Geochronology, geochemistry and Sr–Nd–Hf isotopic compositions of Late Cretaceous–Eocene granites in southern Myanmar: Petrogenetic, tectonic and metallogenic implications

Abstract

The geochronology, petrogenesis and tectonic setting of granites associated with tin–tungsten mineralization in southern Myanmar remain unclear. This work presents whole-rock geochemical, Sr–Nd isotopic, and zircon U–Pb and Hf isotopic data for felsic intrusions in the Sibusima terrane. Zircon U–Pb dating indicates formation in the Late Cretaceous–Early Eocene (~84–48 Ma) and suggests that these intrusions likely represent a southward extension of the coeval magmatic belt in the Tengchong terrane. Primarily classified as high-K calc-alkaline, the granites show strong enrichments in large ion lithophile elements (e.g., Cs, Rb, and K), depletions in Nb, Ta, P, and Ti, and negative Ba and Sr anomalies on primitive mantle-normalized diagrams.
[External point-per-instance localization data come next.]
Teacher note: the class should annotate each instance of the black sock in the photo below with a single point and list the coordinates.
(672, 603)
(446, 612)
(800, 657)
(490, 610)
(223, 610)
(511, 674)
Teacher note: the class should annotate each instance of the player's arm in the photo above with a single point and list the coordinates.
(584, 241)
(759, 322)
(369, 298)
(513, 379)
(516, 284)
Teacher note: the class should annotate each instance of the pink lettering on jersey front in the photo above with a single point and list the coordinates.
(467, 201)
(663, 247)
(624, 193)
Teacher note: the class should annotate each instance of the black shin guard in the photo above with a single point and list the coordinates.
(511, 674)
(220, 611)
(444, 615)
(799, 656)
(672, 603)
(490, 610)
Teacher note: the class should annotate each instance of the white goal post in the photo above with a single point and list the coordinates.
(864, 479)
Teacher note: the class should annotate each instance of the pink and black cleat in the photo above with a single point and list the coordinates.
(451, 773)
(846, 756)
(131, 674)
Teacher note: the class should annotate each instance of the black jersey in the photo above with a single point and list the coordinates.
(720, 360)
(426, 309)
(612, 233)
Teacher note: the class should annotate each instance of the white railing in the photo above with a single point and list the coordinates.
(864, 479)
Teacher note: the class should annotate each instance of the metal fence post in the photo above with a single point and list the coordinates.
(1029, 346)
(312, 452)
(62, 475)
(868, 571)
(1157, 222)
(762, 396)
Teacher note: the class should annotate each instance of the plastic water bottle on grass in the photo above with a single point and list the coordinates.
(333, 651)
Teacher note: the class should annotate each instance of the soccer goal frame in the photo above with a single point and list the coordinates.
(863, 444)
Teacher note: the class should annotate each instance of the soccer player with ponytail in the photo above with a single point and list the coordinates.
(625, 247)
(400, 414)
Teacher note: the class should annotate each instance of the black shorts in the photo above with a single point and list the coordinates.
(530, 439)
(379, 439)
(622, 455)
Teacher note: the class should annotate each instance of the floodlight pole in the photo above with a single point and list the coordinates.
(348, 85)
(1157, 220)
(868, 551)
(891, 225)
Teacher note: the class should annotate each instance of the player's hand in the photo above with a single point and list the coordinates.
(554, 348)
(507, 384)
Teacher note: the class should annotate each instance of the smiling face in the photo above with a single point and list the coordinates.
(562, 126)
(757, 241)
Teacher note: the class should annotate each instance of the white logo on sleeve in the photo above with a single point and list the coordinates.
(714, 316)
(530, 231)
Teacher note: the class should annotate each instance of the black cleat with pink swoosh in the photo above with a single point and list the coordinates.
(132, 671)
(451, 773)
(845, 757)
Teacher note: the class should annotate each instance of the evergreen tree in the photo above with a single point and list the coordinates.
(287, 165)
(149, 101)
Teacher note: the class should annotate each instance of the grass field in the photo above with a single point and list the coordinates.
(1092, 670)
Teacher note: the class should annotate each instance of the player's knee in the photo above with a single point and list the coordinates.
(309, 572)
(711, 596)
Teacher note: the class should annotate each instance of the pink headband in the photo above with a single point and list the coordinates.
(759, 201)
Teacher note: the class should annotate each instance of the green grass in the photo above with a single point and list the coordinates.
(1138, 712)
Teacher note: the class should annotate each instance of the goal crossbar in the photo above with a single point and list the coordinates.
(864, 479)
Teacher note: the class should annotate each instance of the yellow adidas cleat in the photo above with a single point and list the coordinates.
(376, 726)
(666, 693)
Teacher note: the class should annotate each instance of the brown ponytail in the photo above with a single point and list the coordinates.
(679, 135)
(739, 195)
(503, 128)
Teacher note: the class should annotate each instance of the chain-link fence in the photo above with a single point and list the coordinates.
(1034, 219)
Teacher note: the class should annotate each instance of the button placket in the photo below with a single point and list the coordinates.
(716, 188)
P2O5, CaO, Al2O3, MgO, TiO2 contents, and Nb/Ta ratios decrease with increasing SiO2 contents, possibly consistent with evolution trends in fractionated I-type granitic magmas. In addition, these intrusions display a wide range of negative εNd(t) (−14.6–−5.5) and zircon εHf(t) values (–22.7–5.7), suggesting a dominant Sibusimacrustal source with a minor mantle contribution. Notably, the Eocene and a few Paleocene granites show more contribution of mantle material based on higher εNd(t) (−8.5–−5.5) and zircon εHf(t) (−11.0–−3.2) values. Large variations in zircon Hf isotopic compositions within an individual Eocene granitic intrusion (e.g., −15.2–5.7) and corresponding biotite-rich enclave (−17.8–0.2) likely indicate magma mixing. Considering the spatial-temporal distribution of magmatism in the West Burma and Sibusima terranes, the studied Late Cretaceous–Eocene felsic magmas likely formed in a continental arc setting during normal subduction (~100–60 Ma) and subsequent roll-back of the Neo-Tethyan oceanic lithosphere (~60–50 Ma). Additionally, most of granites have the elevated Sn with increasing Rb/Sr ratios, and decreasing TiO2 contents and Nb/Ta ratios, suggesting Sn enrichment is primarily controlled by magmatic fractionation. Meanwhile, Sn and Li depletions in some granites deviate from the magmatic evolution trend, likely as a result of fluid exsolution. The exsolved Sn-rich fluids could have made a genetic contribution to hydrothermal Sn mineralization in southern Myanmar.